At the moment I am resisting the urge to edit-as-you-go, which is the writer’s equivalent of running very fast on a treadmill and wondering why you’re not going anywhere. Each time I come back to the manuscript I limit my reading to the last paragraph.
That is why developing a habit of writing every day is so important. You don’t have to read the entire last chapter because you can actually remember what you wrote the day before. Leave the thing for a week or two and every time you’ll have to go back over your work to pick up the thread.
Characters, you gotta love them. They have a way of doing and saying things that are totally unexpected. I’m writing this piece in the first person. The main character is a middle-aged man with an unusual occupation and a big heart. He drives a ute, drinks beer by the slab, and extends kindnesses to a harem of lonely women in the town.
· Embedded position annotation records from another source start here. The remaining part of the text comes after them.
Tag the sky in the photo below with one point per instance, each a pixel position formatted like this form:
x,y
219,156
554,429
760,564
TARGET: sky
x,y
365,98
Out of the blue I’ve given him a French name, even though his mannerisms are pure Aussie. Somehow this helps me visualise the romantic person he is on the inside.
Later on he will be linked to a murder he didn’t do. But now I’m getting ahead of myself.
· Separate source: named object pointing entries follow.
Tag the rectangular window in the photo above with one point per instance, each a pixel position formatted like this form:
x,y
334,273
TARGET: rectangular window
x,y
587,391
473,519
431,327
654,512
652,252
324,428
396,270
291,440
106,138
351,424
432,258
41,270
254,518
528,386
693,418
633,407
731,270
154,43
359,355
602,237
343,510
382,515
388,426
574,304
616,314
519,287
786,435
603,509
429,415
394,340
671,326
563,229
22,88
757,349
Each time he opens his mouth it’s like listening to a friend and I’m trying to write in his voice. What he says sometimes shocks me and sometimes makes me smile. Through him I’m learning about the love of his life, which he’s never admitted to anyone, least of all himself.
Tim Winton is a master at capturing voice. His collection of short stories, ‘The Turning’, is set in a fictitious town in coastal Western Australia. Each story is told by a different character in a unique voice. Makes wonderful and varied reading, and gives a budding writer great inspiration.